卓也さんは、「難しいというのはわかるんですけども、もしかしたらというところはありましたから。(見つかるのが)何年先か、わからないじゃないですか」と話した。
4月16日、震度7を観測した西原村で、緊迫する救出活動の現場を取材した。
その西原村を、再び訪れた。
あの日、倒壊した家屋に閉じ込められ、救出された西本 豊さん(60)。
近所の助けもあり、家族全員が無事だった。
西本さんは、「こっちの隙間から、この下の奥の梁(はり)に挟まれていた」と話した。
地域全体が、壊滅的な被害を受けながらも、住民らが助け合い、奇跡的に人的被害が出なかった大切畑地区。
大工である西本さんは、救出後、すぐに復旧活動に取り組み始めた。
西本さんは、「(もう動いているんですね)痛いのどうのと言ってられない」、「(大切畑、復活させたいですよね)こんな田舎のいいところは、なかです」などと話した。
しかし、地震の爪痕は、ふるさとに深く刻まれたままとなっている。
大切畑地区では、26世帯、およそ100人の住民が生活していた。
ほとんどの家屋に、倒壊の危険があることを示す、赤い紙が貼られていた。
このままでは住めない、わが家。
住民たちは、長い間暮らしてきたこの地に住み続けるべきかどうか、苦しい判断を迫られている。

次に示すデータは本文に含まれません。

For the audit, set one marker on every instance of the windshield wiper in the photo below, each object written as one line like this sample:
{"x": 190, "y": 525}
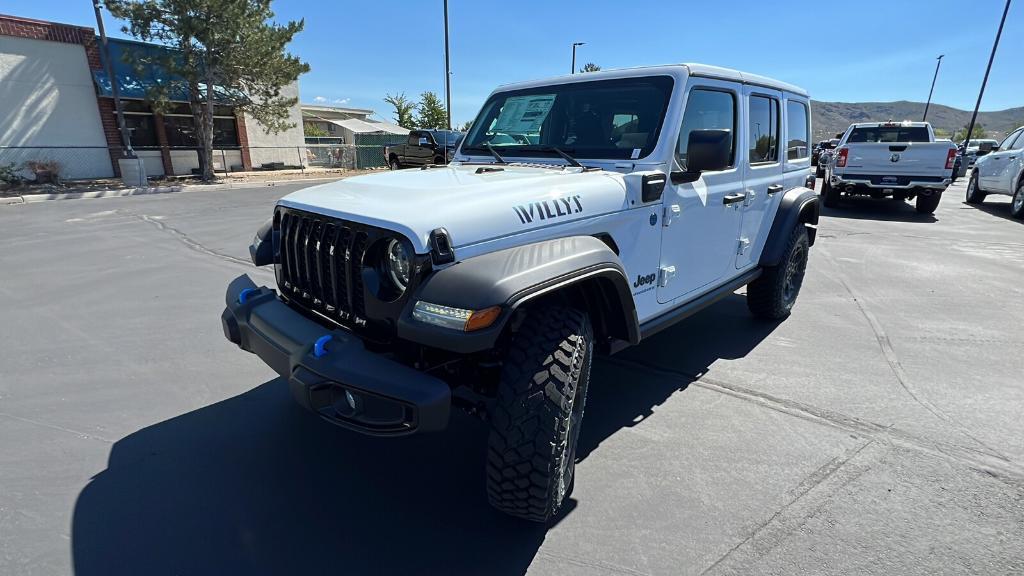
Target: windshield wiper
{"x": 498, "y": 157}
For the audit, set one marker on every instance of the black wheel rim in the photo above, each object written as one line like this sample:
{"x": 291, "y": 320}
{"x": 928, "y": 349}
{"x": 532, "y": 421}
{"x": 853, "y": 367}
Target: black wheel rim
{"x": 794, "y": 275}
{"x": 572, "y": 432}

山本 美穂子さんは、「わたしたちは、農業をしているから、やっぱり残りたい。ずっと住んどったけん、出たくない。出たくないけど、怖いです。夜になると」と話した。
村を襲った震度7の揺れは、家屋を倒壊させただけでなく、地盤にも大きな被害をもたらした。
地震で生じた、大きな地割れ。
土台となる地盤の斜面も、崩壊してしまっている。
定年後、自宅の畑で、農作業をすることを楽しみにしていた坂田善昭さん(62)。
坂田さんは、「ちょっともう…、住めません。地区の人と話し合って、どうなるかを見て決めていきたいと思う」と語った。
たとえ、この地に残りたくても、安全が保障される状態にはない。
この点について、西原村の日置和彦村長は、「今後、地震があったということで、転出される方も多くいると思う。人口が、少し減るんじゃないかと、心配している」と語った。.